Colombian Troops Would Be Used To Fight Narcotics Trafficking

BOGOTA, Colombia -- The United States is planning to expand its training
role in Colombia, instructing military units to fight drugs in parts of the
country where leftist guerrillas are becoming increasingly involved in
narco-trafficking, according to the top U.S. official in the country.

So far, the United States has focused its training efforts on three special
counter-narcotics battalions that operate in southern Colombia, the source
of nearly half the cocaine sold in the United States.

But a plan under consideration by Ambassador Anne Patterson calls for the
United States to begin training additional Colombian army units to take
down drug labs protected by leftist insurgents elsewhere in the war-torn
nation.

Under the plan, U.S. forces or private contractors would conduct the
training, embassy officials said.

Patterson said she envisioned a modest training regime, working with
perhaps one battalion at a time during the next several years.

The plan would have the added benefit of helping reform the Colombian army,
which has a long history of human rights abuses, she said.

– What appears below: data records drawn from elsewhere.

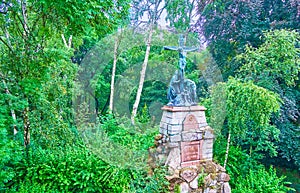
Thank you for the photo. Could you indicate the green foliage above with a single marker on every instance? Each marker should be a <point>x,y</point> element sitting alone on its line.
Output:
<point>239,161</point>
<point>248,111</point>
<point>261,181</point>
<point>277,57</point>
<point>275,65</point>
<point>71,169</point>
<point>180,14</point>
<point>230,25</point>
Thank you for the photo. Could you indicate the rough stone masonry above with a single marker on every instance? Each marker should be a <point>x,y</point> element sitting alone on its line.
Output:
<point>185,146</point>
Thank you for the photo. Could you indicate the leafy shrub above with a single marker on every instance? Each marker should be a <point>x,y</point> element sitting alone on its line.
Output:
<point>239,162</point>
<point>72,169</point>
<point>261,181</point>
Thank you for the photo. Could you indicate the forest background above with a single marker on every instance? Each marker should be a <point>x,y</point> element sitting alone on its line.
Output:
<point>82,84</point>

"We can do a lot under the counter-narcotics rubric," Patterson said in
extensive remarks to a group of reporters Tuesday at her heavily guarded
residence in an upscale neighborhood of Bogota, the capital. "We think we
can do a lot to professionalize the army."

News of the training plan comes one day after several members of Congress
expressed fears about deeper involvement in the Colombian conflict during
debate on the military, social and economic aid packages for Andean
nations. The Senate will consider a similar proposal today.

Opponents of current U.S. policy in Colombia said the new plan would risk
drawing Washington deeper into Colombia's messy, 40-year-old internal war.

"We're definitely getting further into this," said Adam Isacson, a Colombia
expert with the Center for International Policy in Washington.

"Not only would there be more battalions and trainers, but they would be in
new, conflicted parts of the country."

Additional counter-narcotics troops could be used to help secure new
cocaine-growing areas protected or controlled by the leftist Revolutionary
Armed Forces of Colombia, or FARC, Colombia's largest rebel group, or by
right-wing paramilitary forces, whose ranks have soared in recent years.

In addition to allowing police safe entry to wipe out the cocaine crops,
the troops would have the additional effect of attacking a prime revenue
source for both the guerrillas and the paramilitary fighters, who have
becoming increasingly involved in the drug trade.

Colombian police estimate that the guerrillas make more than $500 million a
year taxing and trafficking drugs.

"The urgent issue is to take the money (earned from drugs) out of the hands
of the armed groups," Patterson said.